Some recent posts here reminded me about something from many, many years ago: how do you form concatenated causatives in Japanese?
If I want to say, "Make me go", I would say, 行かせて. That seems pretty clear. Or maybe even 行かせ since this is a pretty blunt thing to say (ie, you wouldn't want to say something like this to your parents or boss without potentially creating a lot of problems). But between friends or peers, it can be a joke or a kind of stubborn refusal to cooperate with someone.
But how would you say, "Make me make you go"? But, I'm not sure 行かせさせて renders this correctly.
How do you make clear who's making who go? English nests things in a way that you can follow who's making whom make whom do whatever. But, I'm simultaneous the one making "you" do something for which you are then making "me" do something. So, at that point, I get lost. A crude attempt might be
私が、あなたに、私に行かせさせて
Yet that sounds about as clear as mud! Convoluted and just not very natural sounding in Japanese IMHO.
Decades ago, this matter originally came up as a strange/difficult thing to translate into Japanese when I was new to Japanese and was basically trying to explain to my Japanese friend the joke behind this sort of nonsense. I don't know that I ever managed to explain it at all.
Truthfully, this "make me make you" or "make me make you make him" etc. is more a verbal polemic in English. It's more likely to be heard on the playground among kids as a threat of sorts than between serious adults. Between adults, it would most likely be a joke; if it wasn't a joke, then between adults it just sounds extremely immature.
As a joke the concatenated causatives can get quite long and absurd: make him make me make you make her go. I'm not even sure that a native English speaker really follows all of this... it just becomes a kind of absurd joke or in-your-face verbal assault.
My point being: this is perhaps a linguistic polemic more natural to English than to other languages.
Is this sort of concatenated verbiage easily done in Japanese ("easily" meaning, in a manner that it would be naturally understood)? If so, how would you do it?
Some very interesting links have been provided in the comments, but the linked questions and answers don't quite match nicely with what I'm trying to get at here. I think that's in part my fault for how I framed the question in terms of make me make you.
But here's a perfectly understandable, though convoluted, concatenation of causation in English that I wouldn't know how to start expressing in Japanese (except very clunkily).

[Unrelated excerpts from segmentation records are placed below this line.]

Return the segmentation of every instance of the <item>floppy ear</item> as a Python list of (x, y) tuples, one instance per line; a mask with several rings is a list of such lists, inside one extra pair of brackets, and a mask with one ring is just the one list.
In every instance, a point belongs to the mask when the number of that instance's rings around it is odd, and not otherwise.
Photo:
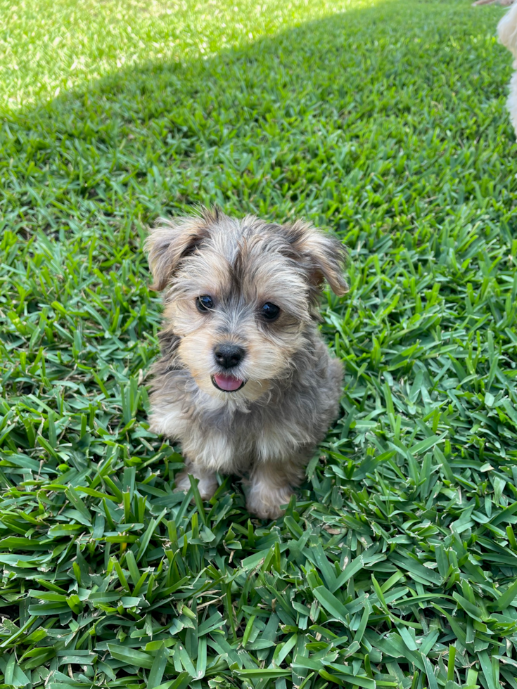
[(301, 220), (283, 225), (282, 228), (288, 241), (305, 264), (314, 292), (321, 291), (324, 280), (326, 280), (332, 291), (340, 297), (348, 292), (344, 276), (347, 254), (337, 237)]
[(153, 283), (151, 289), (164, 290), (181, 259), (193, 253), (210, 234), (210, 225), (219, 219), (219, 212), (203, 209), (198, 217), (161, 218), (149, 231), (145, 250)]

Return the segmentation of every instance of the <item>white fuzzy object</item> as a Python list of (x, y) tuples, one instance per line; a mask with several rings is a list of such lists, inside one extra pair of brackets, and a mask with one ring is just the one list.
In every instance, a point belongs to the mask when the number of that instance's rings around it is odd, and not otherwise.
[[(511, 7), (499, 22), (497, 33), (502, 44), (508, 48), (515, 58), (513, 68), (517, 70), (517, 4)], [(510, 80), (510, 95), (508, 96), (506, 107), (517, 134), (517, 71)]]

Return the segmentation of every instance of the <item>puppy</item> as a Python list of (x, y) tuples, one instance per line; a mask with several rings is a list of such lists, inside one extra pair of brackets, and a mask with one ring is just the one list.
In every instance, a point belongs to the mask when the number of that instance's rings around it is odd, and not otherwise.
[(317, 329), (324, 281), (347, 286), (346, 252), (312, 225), (238, 220), (218, 210), (159, 221), (146, 242), (166, 290), (151, 428), (179, 440), (203, 498), (216, 472), (248, 477), (247, 506), (281, 514), (338, 414), (341, 363)]
[[(504, 46), (516, 58), (513, 68), (517, 70), (517, 4), (512, 6), (497, 26), (497, 33)], [(514, 72), (510, 80), (510, 95), (506, 101), (510, 119), (517, 134), (517, 72)]]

So imagine the situation: my brother-in-law dislikes me, but he's coming to my birthday party nevertheless. He won't talk to me, so he gets my sister (his wife) to talk to me. My mom is very proud of her ability to bake, but her pride is misplaced. Her cakes taste horrendously. So, my brother-in-law wants to make sure, since he dislikes me so much, that at least the cake will not further contribute to his displeasure. So, this is what I wound up telliing my cousin about what happened: (a convoluted background story for a convoluted point of grammar that very easily flows in English)
My brother-in-law made my sister make me make my mom not bake a cake for my birthday, but instead buy one.
How would one even begin to say this in Japanese?
In fact, the matter of the causative might be incidental because in English this also could have been worded without a causative:
He asked my sister to ask me to ask mom not to....
But, let's just stick with the matter of causatives here. Perhaps extra-credit for someone to also come up with the concatenation of "asking".